Last Updated Feb 20, 2021 at 11:46 am PST

FILE - A health-care worker prepares a dose of the Pfizer-BioNTech COVID-19 vaccine at a UHN COVID-19 vaccine clinic in Toronto on Thursday, January 7, 2021. THE CANADIAN PRESS/Nathan Denette
Summary

B.C. wants all the pieces in place before announcing the locations of and access plans for 172 COVID-19 vaccine clinics

Dr. Bonnie Henry said there will be some chaos and asks people to be patient with the process expected to start in March

VICTORIA — B.C. health officials say there will be chaos and hiccups in the vaccine rollout, but they’re trying to make the process as safe as possible for the province’s Indigenous residents.

Provincial Health Officer Dr. Bonnie Henry told the annual general meeting of Metis Nation British Columbia Saturday that officials want all the pieces in place before announcing the locations of and access plans for 172 vaccination clinics.

“We’re establishing a process so people know how to call in, how to get an appointment ahead of time, when your age group comes up, and there will be much, much more information. We’re trying to get it all set up in order before we go publically for it so people aren’t ready in one place and not in another,” she said.

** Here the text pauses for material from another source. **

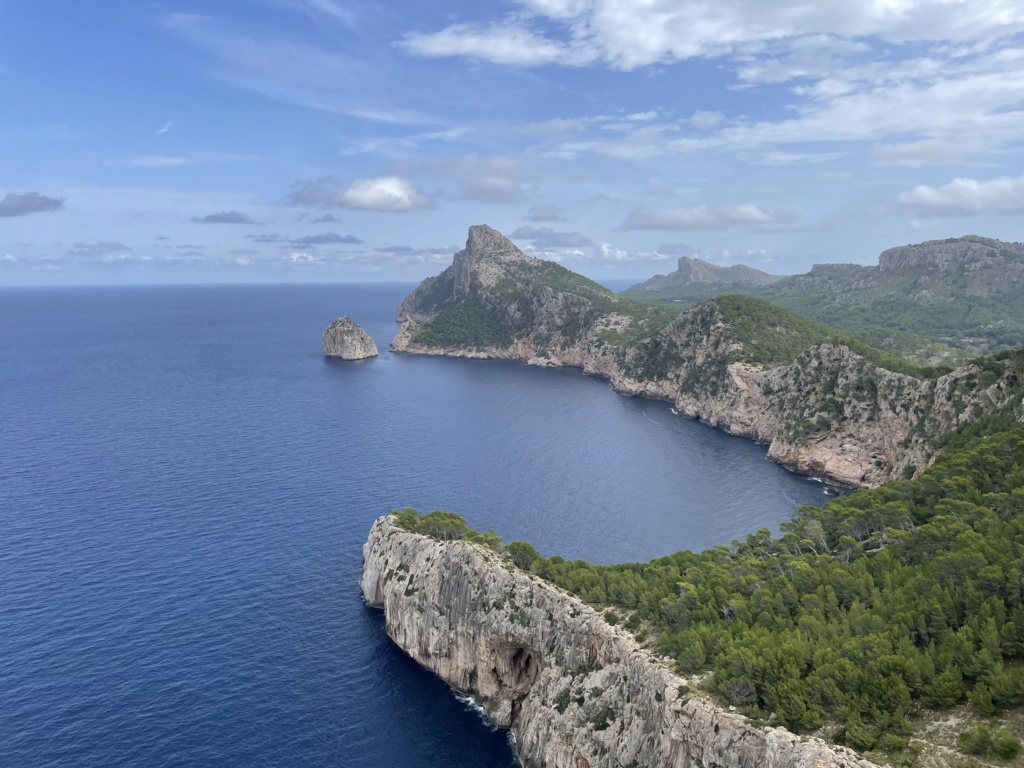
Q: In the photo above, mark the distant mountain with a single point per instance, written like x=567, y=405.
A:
x=967, y=293
x=690, y=269
x=825, y=402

While she admits it will take time to get the details sorted out, Henry said it’s important to get the word out in a clear and accurate way to help vulnerable people get their vaccines.

Henry added there will be some chaos and asks people to be patient with the process that is expected to start in the middle of March.

Dr. Daniele Behn Smith, the deputy provincial health officer for Indigenous Health, said it would be inconceivable that there wouldn’t be hiccups and bumps in the rollout.

She said the government has been working hard to ensure that Metis people feel seen during the vaccination process, especially in light of a report released last year that found widespread Indigenous racism in B.C.’s health system.

Behn Smith said Metis will be eligible to get their vaccinations starting 15 years younger than the rest of the population, meaning they can get their shot at 65 when 80-year-old residents are being called.

“Age has far and away been identified as the single greatest risk factor for severe COVID-19 and COVID-19 related death,” she said.